The Committee did not recommend inclusion of gabapentin on the EML for neuropathic
pain because of its uncertain benefits.
Background
The application proposed the addition of gabapentin to the core list of the EML as an
analgesic agent for the management of neuropathic pain (central and peripheral) in adults.
In 2017 the Expert Committee examined four medicines for pain and palliative care for the
first time: methadone, fentanyl, tramadol and gabapentin.
Public health relevance
Neuropathic pain is defined as “pain caused by a lesion or disease of the somatosensory
nervous system” (1, 2). It is commonly associated with back pain (e.g. lumbar or cervical
radiculopathy), diabetes (painful diabetic neuropathy), post-surgical pain, HIV-AIDS, and
herpes zoster (post-herpetic neuralgia) but can also arise through many other diseases
or injuries. Specific clinical features include symptoms such as paraesthesia, burning
or shooting pains, altered sensation (numbness, allodynia or hyperalgesia) and locally
altered autonomic function (3).
In the absence of both a “gold standard” for defining cases and a clinical code for routine
health-care use, it is impossible to identify the precise prevalence of neuropathic pain, for
example through the 2013 Global Burden of Disease study (4). The application provided
estimates of prevalence based on specific causes of neuropathic pain (e.g. diabetes) or on
self-reports of some symptoms, assuming prevalence in the overall population of the order
of 7–10% (5). The estimates provided appear to substantially overestimate the burden of
disease. Few studies evaluated the incidence through appropriate methods, particularly
use of a standard process to confirm diagnosed cases in general populations. In two
European studies (6, 7), the incidence per 10 000 person-years was 3.0 (95% confidence
interval (CI) 3.0–3.1) and 4.2 (95% CI 3.8–4.5) for post-herpetic neuralgia, 2.8 (95% CI 2.7–
2.8) and 7.2 (95% CI 6.7–7.7) for painful diabetic neuropathy, and 0.11 (95% CI 0.09–0.12)

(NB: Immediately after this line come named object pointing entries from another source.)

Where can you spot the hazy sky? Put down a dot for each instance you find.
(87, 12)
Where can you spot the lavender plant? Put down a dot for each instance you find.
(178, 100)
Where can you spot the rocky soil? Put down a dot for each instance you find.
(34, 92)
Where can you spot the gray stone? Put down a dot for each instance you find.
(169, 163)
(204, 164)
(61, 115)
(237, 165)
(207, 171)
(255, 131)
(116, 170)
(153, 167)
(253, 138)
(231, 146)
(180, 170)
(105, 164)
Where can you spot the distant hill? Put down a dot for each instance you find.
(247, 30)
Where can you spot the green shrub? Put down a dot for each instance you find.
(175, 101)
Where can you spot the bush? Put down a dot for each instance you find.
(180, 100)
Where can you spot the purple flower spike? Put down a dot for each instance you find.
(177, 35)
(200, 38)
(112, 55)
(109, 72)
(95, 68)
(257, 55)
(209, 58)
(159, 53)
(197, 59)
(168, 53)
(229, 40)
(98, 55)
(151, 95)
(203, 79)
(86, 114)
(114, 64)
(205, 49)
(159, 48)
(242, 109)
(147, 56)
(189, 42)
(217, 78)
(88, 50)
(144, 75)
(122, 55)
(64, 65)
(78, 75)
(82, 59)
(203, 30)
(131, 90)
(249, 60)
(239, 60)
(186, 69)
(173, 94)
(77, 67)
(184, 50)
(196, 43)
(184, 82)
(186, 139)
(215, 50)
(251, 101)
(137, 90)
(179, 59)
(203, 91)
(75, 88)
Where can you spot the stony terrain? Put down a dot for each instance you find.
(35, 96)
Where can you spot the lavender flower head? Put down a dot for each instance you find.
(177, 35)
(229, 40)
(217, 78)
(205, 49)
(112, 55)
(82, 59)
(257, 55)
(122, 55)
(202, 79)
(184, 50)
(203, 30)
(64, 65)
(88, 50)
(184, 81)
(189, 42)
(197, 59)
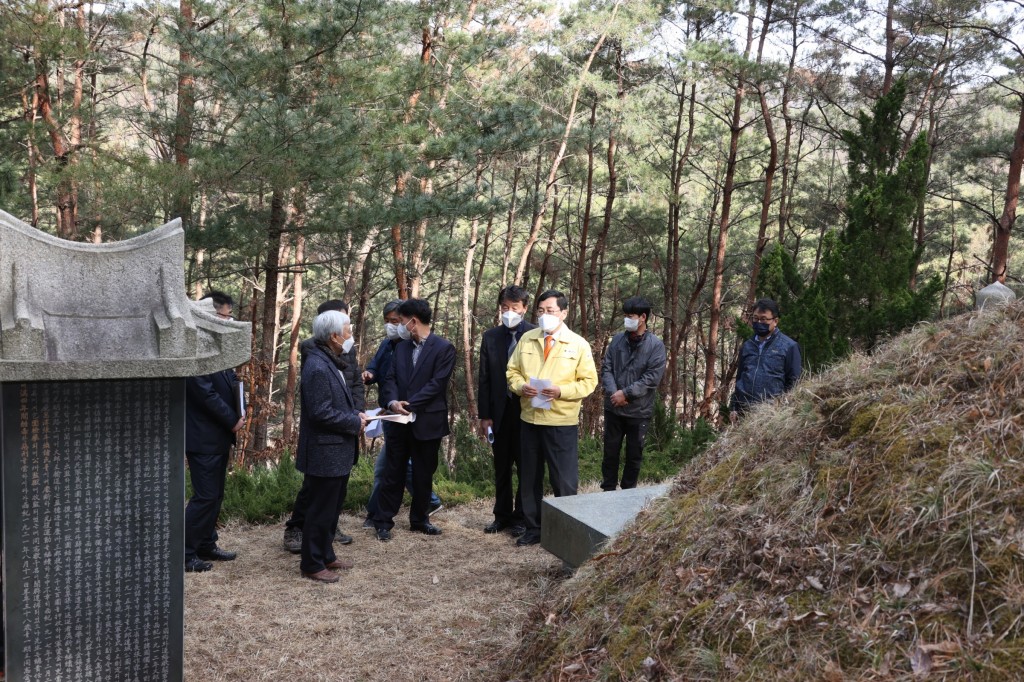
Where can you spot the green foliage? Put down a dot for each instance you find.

and 0.22 (95% CI 0.15–0.33) for phantom limb pain. These estimates differ considerably
from those provided in the application and seem to be more reliable. The incidence of
these three conditions increased with age.
Neuropathic pain has a significant adverse impact on all measured aspects of life, health
and function (8), irrespective of the underlying diagnosis (9).
Benefits
The application included data on the following medicines: tricyclic antidepressants (TCAs;
amitriptyline), serotonin–norepinephrine re-uptake inhibitors (SNRIs; mainly duloxetine),
pregabalin and gabapentin. All were considered to be first-line options for neuropathic
pain, but amitriptyline is the only one currently included in the EML.

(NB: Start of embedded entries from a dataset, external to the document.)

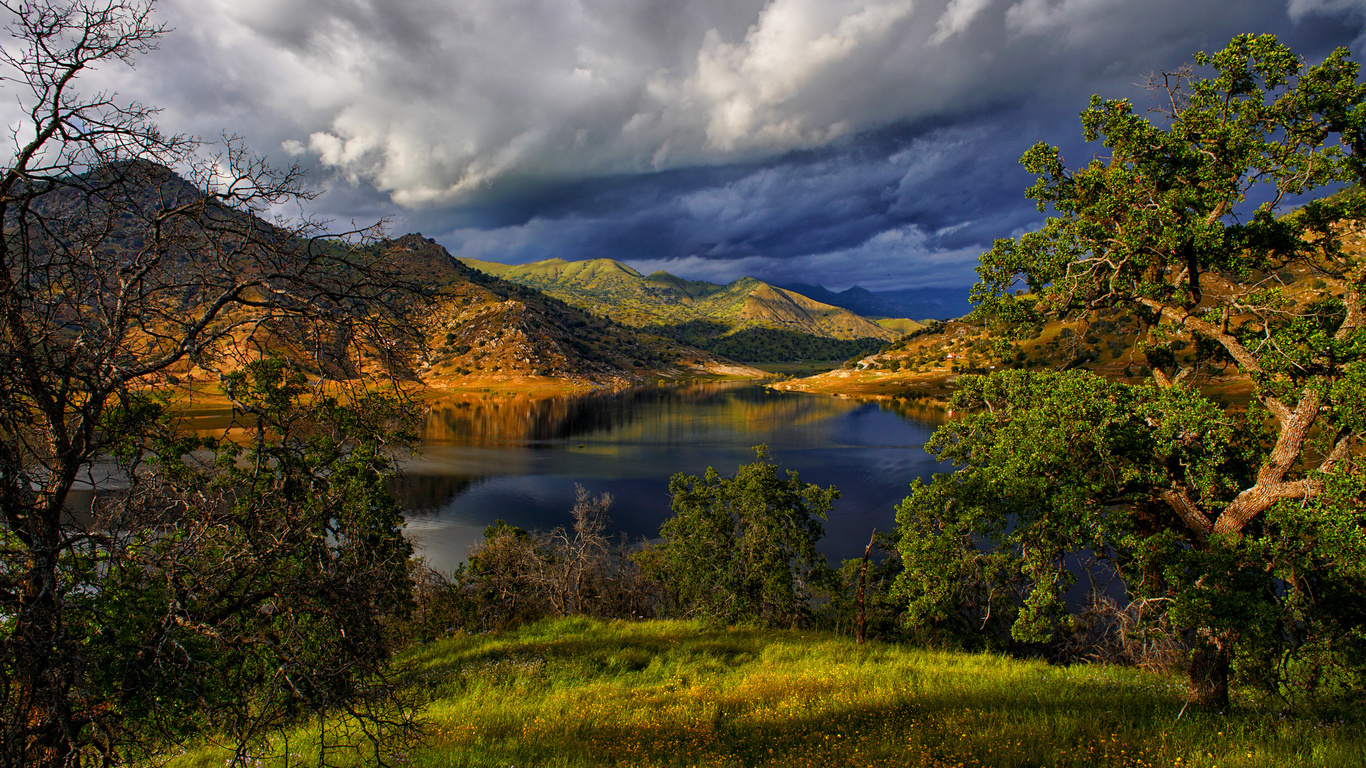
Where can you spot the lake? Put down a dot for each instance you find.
(515, 458)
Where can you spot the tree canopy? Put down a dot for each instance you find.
(130, 254)
(1246, 519)
(742, 548)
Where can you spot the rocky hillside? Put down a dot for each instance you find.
(700, 313)
(491, 330)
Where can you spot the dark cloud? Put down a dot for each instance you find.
(828, 141)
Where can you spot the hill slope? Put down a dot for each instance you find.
(582, 693)
(488, 328)
(700, 313)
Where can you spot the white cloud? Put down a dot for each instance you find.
(439, 104)
(956, 18)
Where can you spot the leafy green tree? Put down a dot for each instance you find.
(742, 548)
(1246, 522)
(115, 275)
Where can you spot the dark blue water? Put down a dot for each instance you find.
(519, 459)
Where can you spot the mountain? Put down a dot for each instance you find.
(933, 304)
(746, 319)
(485, 327)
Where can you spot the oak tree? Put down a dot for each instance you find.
(742, 548)
(1246, 522)
(130, 256)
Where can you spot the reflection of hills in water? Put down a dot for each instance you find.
(429, 492)
(645, 413)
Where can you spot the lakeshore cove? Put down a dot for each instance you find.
(517, 458)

The evidence supporting the application was based on a recent systematic review, metaanalysis and GRADE-based recommendations (10). The review searched for full reports
of randomized, controlled, double-blind studies published in peer-reviewed journals
between 1966 and 2014 and for unpublished trials. A supplementary search of PubMed
was conducted on 26 February 2016 to update the application results.
The population included in the trials comprised patients of any age with neuropathic
pain according to the IASP definition (i.e. pain caused by a lesion or disease of the
somatosensory nervous system) (2).
The interventions considered were systemic or topical treatments (oral, sublingual,
oropharyngeal, intranasal, topical, subcutaneous, intradermal, and smoking) lasting
at least 3 weeks. Single-administration treatments with long-term efficacy (high concentration capsaicin 8% patches, botulinum toxin) were included if there was a
minimum follow-up of 3 weeks. Studies in which intramuscular, intravenous or neuraxial
routes of administration were used and those of pre-emptive analgesia were excluded.
Randomized, double-blind, placebo-controlled studies with parallel group or crossover
study designs were included; studies in which the primary outcome measure was not pain
were excluded.
Quality was assessed using the five-point Oxford Quality Scale (11). Additional dimensions
assessed for risk of bias were: allocation concealment, incomplete accounting of outcome
events, selective outcome reporting, stopping early for benefit, use of invalidated outcome
measures, carry-over effects in crossover trials, and inadequate sample size.
A total of 229 reports, across a number of agents, were included in the published
meta-analysis (10); 127 (55%) of the 229 trials were in patients with diabetic painful
polyneuropathy or post-herpetic neuralgia. The mean Oxford Quality Scale score was
4.1 (SD 0.87; range 2–5). Studies were associated with potential or established major
shortcomings in several areas – incomplete outcome data, size, duration and outcome
reported.
The application identified publication bias through funnel plots and Egger regression as
a potential distortion of the results. It used the “trim and fill” method to correct for funnel
plot asymmetry arising from publication bias; this method suggested 34 theoretically
missing studies. The overall effect size of benefit was reduced from an odds ratio (OR) of
1.8 (95% CI 1.7–1.9) to OR 1.6 (95% CI 1.5–1.7). This suggests about a 25% overstatement
of treatment effects on pain reduction. The correction was applied to all studies,
irrespective of individual medicines. It is possible that the correction of benefit associated
with studies evaluating gabapentin is different from that of studies evaluating the other
pharmacotherapies. Furthermore, susceptibility-to-bias analyses, another approach used
to deal with publication bias, assume that results in published studies are unbiased, which
is not the case.
With regard to risk of bias and publication bias, the application overlooked data (see
“Additional evidence” section below), while heterogeneity was not presented.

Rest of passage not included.